Luke Vargas: David, it seems like we’re fast approaching a time when certain traditional military jobs are becoming obsolete or just too expensive. Drones, for instance, are replacing piloted aircraft more and more. Add to that the sometimes unfortunate message sent by establishing a base in an unsavory country, do you see a possibility in the near future in which the United States could significantly scale back its overseas military while still accomplishing most of what the U.S. military wants to do?

David Vine: The short answer to your question is definitely yes. I think there are absolutely important alternatives that we need to explore and pursue.

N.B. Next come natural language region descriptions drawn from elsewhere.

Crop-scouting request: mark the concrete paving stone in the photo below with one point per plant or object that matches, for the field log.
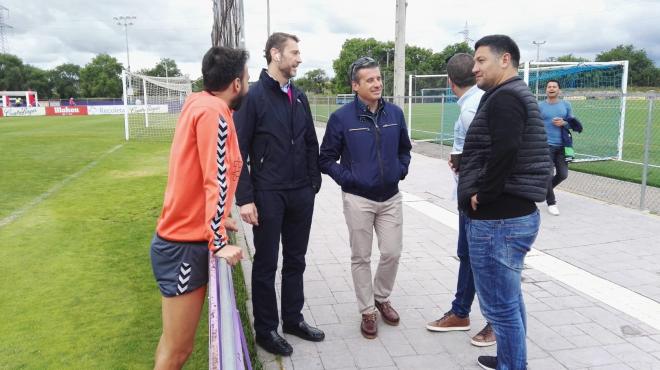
(307, 363)
(317, 289)
(301, 347)
(339, 284)
(411, 318)
(601, 334)
(630, 354)
(432, 287)
(342, 330)
(335, 355)
(533, 350)
(541, 294)
(605, 318)
(546, 338)
(425, 362)
(555, 289)
(560, 317)
(320, 301)
(583, 341)
(324, 314)
(345, 297)
(645, 343)
(535, 306)
(560, 303)
(585, 357)
(546, 363)
(567, 330)
(369, 353)
(618, 366)
(397, 346)
(422, 342)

The sad fact is that the track record of recent U.S. military policy, foreign policy has been catastrophic to say the least, and I don’t think this has been fully appreciated or recognized here in the United States, the absolutely death and destruction, there’s no other way to say it, that we have reaped in the Middle East, beginning with Iraq and Afghanistan and the way that our intervention, our invasion of and occupation of Iraq gave birth to ISIS, which we now see and are now combatting the terrible fruits of our own labor in a certain sense.
Our foreign policy has been giving birth to what the CIA calls blowback, breeding people and supporting people and movements that ultimately become our enemies. We really need to reexamine completely what it is the United States seeks to do worldwide and the role of the military in our foreign policy.
This is not to say that we should close all our bases overseas tomorrow. I think we need to pare back our overseas deployments significantly, I think, and examine carefully every single base and whether every base is in fact justified.
There are other alternatives that would involve pre-positioning equipment and material that U.S. troops deploying from the United States could pair up with. There are agreements that can be worked out with other countries to establish basing in the event of a crisis. So there really are alternatives to this extraordinarily expensive overseas basing structure that we have maintained now since the end of World War II and which has become a permanent presence and is diverting resources from the military itself, from [a] more sensible structure to defend the United States.
And it’s diverting resources, of course, from other important security needs when it comes to our health, our education, our housing, our infrastructure.
Luke Vargas: David Vine, author of “Base Nation: How U.S. Military Bases Abroad Harm America and the World,” thank you so much.
David Vine: Thank you very much. It was really a pleasure to speak with you.
Luke Vargas: Michael McNerney, Associate Director of the International Security and Defense Policy Center at the Rand Corporation, thank you.
Michael McNerney: It was a pleasure to be here. Thanks, Luke.